- Region: Munda Tehsil and Samar Bagh Tehsil (partly) of Lower Dir District

Current constituency
- Party: Pakistan Tehreek e Insaf
- Member: Ubaidur Rahman
- Created from: PK-95 Lower Dir-II (2002-2018) PK-16 Lower Dir-IV (2018-2023)

= PK-17 Lower Dir-IV =

Pakistani political constituency

PK-17 Lower Dir-IV is a constituency for the Khyber Pakhtunkhwa Assembly of the Khyber Pakhtunkhwa province of Pakistan.

==Elections 2013==
The following table shows the names of candidates, their parties and the votes they secured in the general elections held on May 11, 2013.

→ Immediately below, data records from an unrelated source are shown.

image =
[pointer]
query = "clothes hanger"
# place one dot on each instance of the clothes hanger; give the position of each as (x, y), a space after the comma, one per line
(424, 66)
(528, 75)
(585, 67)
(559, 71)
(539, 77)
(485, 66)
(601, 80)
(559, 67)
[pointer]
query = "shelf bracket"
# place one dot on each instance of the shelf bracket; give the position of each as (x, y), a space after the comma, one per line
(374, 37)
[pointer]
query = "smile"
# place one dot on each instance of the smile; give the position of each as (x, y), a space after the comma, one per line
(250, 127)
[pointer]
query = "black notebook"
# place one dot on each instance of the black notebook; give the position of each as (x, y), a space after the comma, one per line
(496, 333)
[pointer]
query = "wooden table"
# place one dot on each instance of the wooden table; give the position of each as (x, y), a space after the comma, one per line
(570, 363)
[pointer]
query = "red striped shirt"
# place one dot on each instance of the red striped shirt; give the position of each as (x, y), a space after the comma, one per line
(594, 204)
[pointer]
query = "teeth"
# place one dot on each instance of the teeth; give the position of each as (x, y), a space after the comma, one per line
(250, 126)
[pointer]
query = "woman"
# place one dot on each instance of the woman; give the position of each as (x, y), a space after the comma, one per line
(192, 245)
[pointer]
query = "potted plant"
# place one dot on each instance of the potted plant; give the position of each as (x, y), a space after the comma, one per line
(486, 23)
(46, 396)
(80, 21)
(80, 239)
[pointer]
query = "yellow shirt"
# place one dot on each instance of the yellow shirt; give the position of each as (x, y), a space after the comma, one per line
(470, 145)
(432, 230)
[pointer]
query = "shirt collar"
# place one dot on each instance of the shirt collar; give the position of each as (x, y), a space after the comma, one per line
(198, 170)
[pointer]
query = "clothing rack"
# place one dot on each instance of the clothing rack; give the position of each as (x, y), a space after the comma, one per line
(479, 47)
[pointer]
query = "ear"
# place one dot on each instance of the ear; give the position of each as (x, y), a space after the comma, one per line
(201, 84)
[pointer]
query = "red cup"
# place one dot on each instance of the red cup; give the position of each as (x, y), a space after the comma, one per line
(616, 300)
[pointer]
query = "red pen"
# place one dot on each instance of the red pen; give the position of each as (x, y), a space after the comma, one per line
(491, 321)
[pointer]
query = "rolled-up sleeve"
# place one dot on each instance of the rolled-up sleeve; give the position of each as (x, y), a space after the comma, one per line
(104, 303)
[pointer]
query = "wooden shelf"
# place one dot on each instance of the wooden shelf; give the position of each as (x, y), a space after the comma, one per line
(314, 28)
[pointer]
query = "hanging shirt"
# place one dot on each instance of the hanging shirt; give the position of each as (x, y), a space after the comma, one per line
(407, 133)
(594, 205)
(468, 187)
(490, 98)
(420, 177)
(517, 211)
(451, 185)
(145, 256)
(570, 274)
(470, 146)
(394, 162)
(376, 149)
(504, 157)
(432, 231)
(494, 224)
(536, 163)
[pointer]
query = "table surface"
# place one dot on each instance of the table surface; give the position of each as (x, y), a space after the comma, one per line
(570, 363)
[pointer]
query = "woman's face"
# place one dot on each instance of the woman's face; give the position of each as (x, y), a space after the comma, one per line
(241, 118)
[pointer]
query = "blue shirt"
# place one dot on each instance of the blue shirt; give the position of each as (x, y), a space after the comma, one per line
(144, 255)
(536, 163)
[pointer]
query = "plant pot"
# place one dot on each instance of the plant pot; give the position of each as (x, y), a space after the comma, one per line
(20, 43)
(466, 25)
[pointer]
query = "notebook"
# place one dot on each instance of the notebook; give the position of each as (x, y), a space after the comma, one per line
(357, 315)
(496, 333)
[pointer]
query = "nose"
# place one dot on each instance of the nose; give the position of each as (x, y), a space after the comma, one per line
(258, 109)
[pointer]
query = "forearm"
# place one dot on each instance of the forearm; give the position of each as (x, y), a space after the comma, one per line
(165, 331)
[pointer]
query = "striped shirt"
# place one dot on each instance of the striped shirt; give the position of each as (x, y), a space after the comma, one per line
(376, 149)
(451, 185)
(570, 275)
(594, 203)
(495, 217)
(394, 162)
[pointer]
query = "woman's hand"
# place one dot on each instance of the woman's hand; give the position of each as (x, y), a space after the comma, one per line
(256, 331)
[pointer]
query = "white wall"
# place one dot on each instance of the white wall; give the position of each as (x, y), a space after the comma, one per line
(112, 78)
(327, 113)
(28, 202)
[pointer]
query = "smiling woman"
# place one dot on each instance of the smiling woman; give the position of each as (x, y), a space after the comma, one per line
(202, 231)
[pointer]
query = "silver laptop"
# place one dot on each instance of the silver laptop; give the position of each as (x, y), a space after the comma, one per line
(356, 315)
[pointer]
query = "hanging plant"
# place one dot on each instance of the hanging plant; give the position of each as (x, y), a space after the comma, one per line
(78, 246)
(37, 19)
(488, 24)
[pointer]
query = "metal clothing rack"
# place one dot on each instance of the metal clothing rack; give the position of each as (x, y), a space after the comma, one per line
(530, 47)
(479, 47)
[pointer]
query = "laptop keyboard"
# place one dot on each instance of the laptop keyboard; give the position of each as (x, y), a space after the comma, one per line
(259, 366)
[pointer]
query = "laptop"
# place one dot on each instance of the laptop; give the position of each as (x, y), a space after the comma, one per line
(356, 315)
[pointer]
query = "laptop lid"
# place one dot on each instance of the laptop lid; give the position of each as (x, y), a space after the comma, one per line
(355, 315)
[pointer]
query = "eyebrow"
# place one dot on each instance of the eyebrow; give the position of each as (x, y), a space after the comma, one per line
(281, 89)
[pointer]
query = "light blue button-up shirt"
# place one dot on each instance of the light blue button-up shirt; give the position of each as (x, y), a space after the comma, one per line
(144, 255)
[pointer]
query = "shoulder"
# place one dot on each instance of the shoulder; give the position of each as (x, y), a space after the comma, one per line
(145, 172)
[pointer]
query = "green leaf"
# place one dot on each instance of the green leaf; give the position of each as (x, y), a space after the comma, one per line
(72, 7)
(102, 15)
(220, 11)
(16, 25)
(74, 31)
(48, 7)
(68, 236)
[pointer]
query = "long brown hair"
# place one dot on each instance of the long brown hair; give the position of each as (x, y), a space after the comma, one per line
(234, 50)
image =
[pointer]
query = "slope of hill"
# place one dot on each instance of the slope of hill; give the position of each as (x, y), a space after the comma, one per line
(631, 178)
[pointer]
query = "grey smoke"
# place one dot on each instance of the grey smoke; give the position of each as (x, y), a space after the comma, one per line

| Contesting candidates | Party affiliation | Votes polled |
|---|---|---|
| Siraj Ul Haq | Jamaat-e-Islami Pakistan | 23030 |
| Hidayat Ullah Khan | Awami National Party | 11130 |
| Ubeduallah Sajid | Pakistan Tehreek-e-Insaf | 1917 |
| Rehmat Ullah Khan | Pakistan Peoples Party Parliamentarians | 676 |
| Abdul Rehman Khan | Jamiat Ulama-e-Islam (F) | 614 |
| Doctor Didar Muhammad | Pakistan Muslim League (N) | 190 |
| Zia Ul Haq | MUTAHIDA DEENI MAHAZ | 154 |
| Noor Ali Jan | Independent | 29 |
| Ikram Ul Haq | Independent | 17 |

==Elections 2008==
Hidayat Ullah Khan the candidate of Awami National Party won the elections.

==Elections 2002==
Siraj Ul Haq the candidate of MMA won the elections.